だってあんなに白馬くんのファンなのに…。」
そう、普通なら怒りをぶつけてきてもおかしくない場面。
それなのに、怒るどころか笑顔で受け入れてくれる彼女が不思議で仕方がない。
思い切って謎をぶつけてみると、
彼女は目をぱちくりとさせ、
あっけらかんとした表情で答えた。
「あら、黒哉様は別ベクトルですわ。アイドルの追っかけのようなものよ。
推しが幸せであることが私にとって一番の喜びなの。
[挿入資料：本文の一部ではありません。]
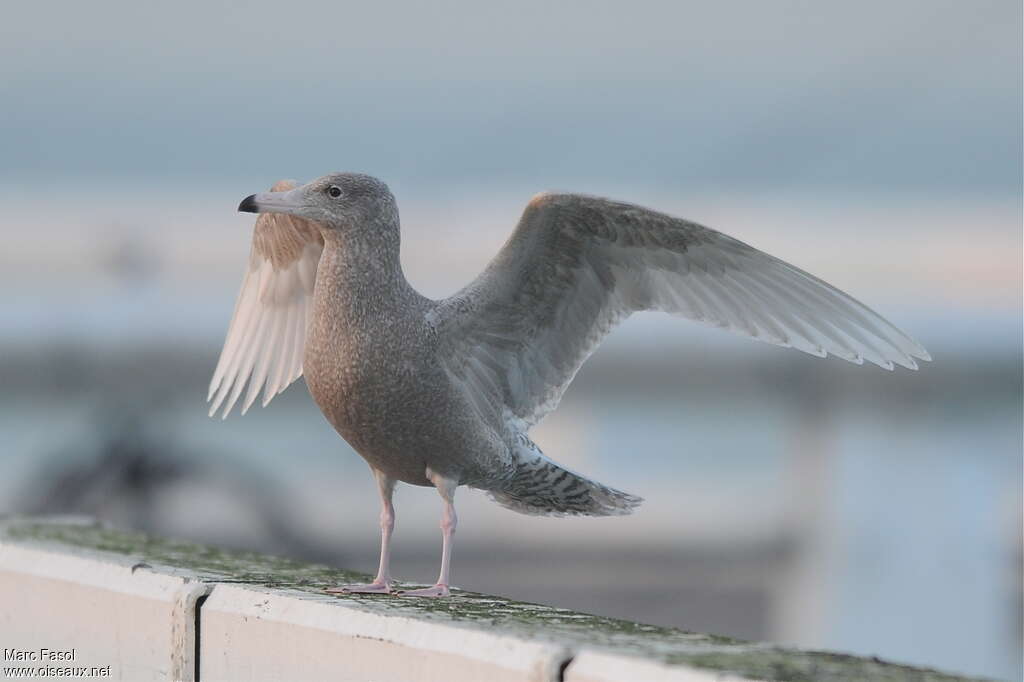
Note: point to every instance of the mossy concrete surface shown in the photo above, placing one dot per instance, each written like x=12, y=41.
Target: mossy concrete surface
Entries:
x=580, y=633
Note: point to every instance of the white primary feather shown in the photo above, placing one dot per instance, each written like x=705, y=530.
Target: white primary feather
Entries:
x=267, y=334
x=578, y=265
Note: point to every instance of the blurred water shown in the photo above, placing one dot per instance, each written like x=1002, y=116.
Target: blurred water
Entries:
x=787, y=498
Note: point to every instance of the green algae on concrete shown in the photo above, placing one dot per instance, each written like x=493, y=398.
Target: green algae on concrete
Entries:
x=536, y=622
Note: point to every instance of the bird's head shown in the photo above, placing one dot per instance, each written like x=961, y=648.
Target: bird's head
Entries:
x=345, y=202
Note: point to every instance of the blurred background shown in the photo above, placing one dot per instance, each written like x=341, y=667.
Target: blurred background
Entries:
x=877, y=144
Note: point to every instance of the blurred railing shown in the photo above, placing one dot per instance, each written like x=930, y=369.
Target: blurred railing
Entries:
x=82, y=601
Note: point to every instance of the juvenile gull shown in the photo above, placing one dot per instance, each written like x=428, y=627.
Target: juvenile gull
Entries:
x=443, y=392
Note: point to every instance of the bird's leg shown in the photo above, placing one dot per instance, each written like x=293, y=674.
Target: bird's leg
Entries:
x=381, y=584
x=445, y=486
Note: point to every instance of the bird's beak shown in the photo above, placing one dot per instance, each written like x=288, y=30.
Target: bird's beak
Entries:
x=273, y=202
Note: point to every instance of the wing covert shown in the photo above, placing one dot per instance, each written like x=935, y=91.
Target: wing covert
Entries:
x=577, y=265
x=267, y=333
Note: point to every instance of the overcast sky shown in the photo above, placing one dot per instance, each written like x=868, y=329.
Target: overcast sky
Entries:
x=894, y=96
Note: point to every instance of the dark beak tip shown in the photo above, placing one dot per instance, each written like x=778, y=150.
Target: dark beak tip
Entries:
x=248, y=205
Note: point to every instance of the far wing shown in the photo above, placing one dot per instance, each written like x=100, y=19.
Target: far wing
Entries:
x=577, y=265
x=267, y=334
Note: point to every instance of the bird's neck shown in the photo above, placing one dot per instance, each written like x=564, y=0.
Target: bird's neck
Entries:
x=359, y=275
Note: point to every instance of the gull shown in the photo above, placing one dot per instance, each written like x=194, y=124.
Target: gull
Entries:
x=443, y=392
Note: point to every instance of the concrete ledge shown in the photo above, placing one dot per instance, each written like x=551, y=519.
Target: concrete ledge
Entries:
x=156, y=609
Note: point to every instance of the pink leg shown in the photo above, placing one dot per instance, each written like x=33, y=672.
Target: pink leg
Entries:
x=445, y=487
x=382, y=584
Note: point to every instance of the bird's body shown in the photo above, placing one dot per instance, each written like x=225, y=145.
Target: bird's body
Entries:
x=443, y=392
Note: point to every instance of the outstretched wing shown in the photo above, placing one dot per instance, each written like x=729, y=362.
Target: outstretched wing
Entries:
x=577, y=265
x=267, y=334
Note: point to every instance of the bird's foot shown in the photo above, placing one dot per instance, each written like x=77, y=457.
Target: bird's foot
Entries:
x=435, y=591
x=377, y=587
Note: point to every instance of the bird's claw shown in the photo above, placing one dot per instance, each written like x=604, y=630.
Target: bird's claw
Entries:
x=370, y=588
x=434, y=591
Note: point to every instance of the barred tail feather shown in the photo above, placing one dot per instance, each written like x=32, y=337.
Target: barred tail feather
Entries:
x=542, y=487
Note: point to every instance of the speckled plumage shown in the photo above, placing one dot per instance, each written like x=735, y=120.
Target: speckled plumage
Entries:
x=443, y=392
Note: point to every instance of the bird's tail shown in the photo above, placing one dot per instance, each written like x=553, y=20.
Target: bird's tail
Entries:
x=542, y=487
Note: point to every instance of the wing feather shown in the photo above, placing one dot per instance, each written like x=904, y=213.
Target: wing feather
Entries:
x=577, y=265
x=266, y=337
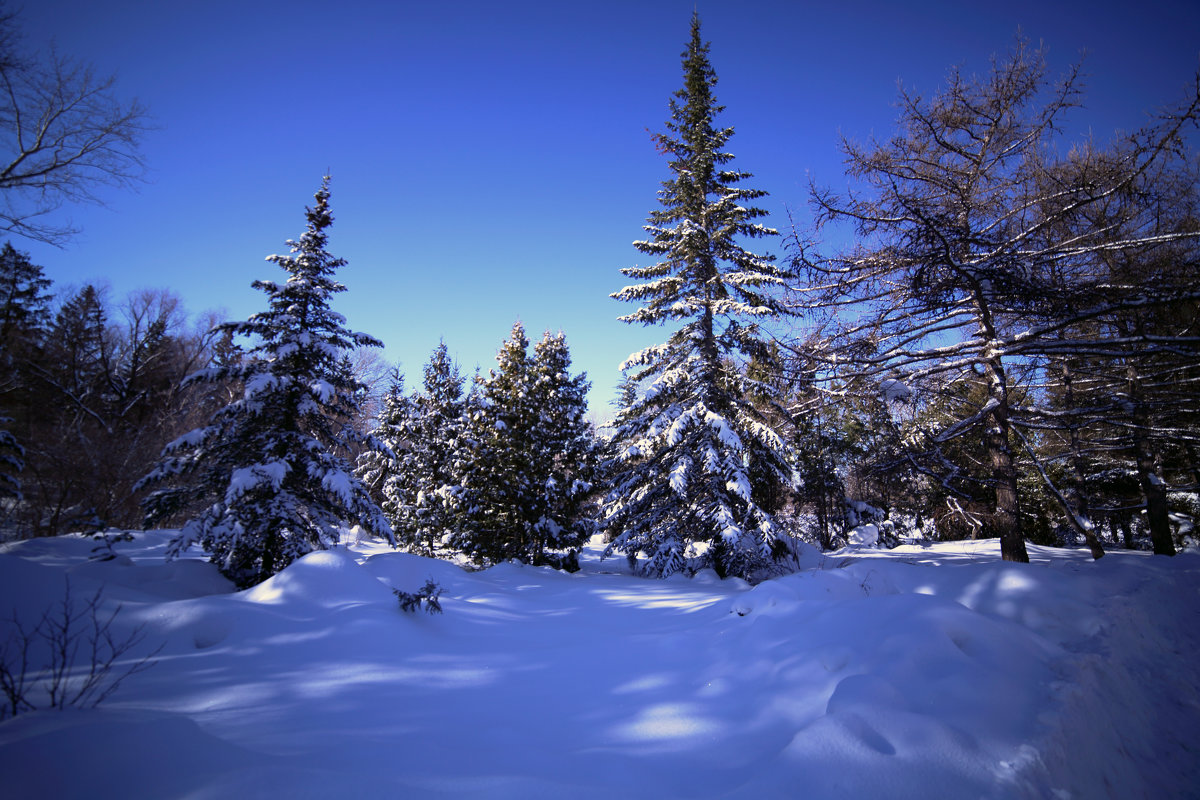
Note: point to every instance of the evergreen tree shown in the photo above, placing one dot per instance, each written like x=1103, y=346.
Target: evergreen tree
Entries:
x=564, y=451
x=382, y=464
x=682, y=486
x=267, y=465
x=433, y=470
x=24, y=317
x=493, y=499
」
…まさかの答えに呆気にとられる。
女神か、女神なのかこの人は。
ファンの鏡すぎて泣けてくる。
「…そっか、ありがとう。」
「ふふっ、それはこちらのセリフですわ。不躾なお願いを聞いてくださって本当にありがとう。それではわたくし、お仕事を放置したままですので戻りますわね!」
「それでは!」と彼女が手を振りながら部屋を出ていく。
お仕事放置して他部署まで来てたんだ。
蛇塚さん流石すぎるよ。
…さて。
白馬くんの写真を撮るとなると、
まずは本人に事情を説明しなきゃだよね。
とりあえず彼に連絡してみよう。
私からも写真を撮らせてくれるよう頼み込めば、
多少は応じてくれるかも。
私はスマホで白馬くんにメッセージを送りながら、
彼女に続くようにその場をあとにした。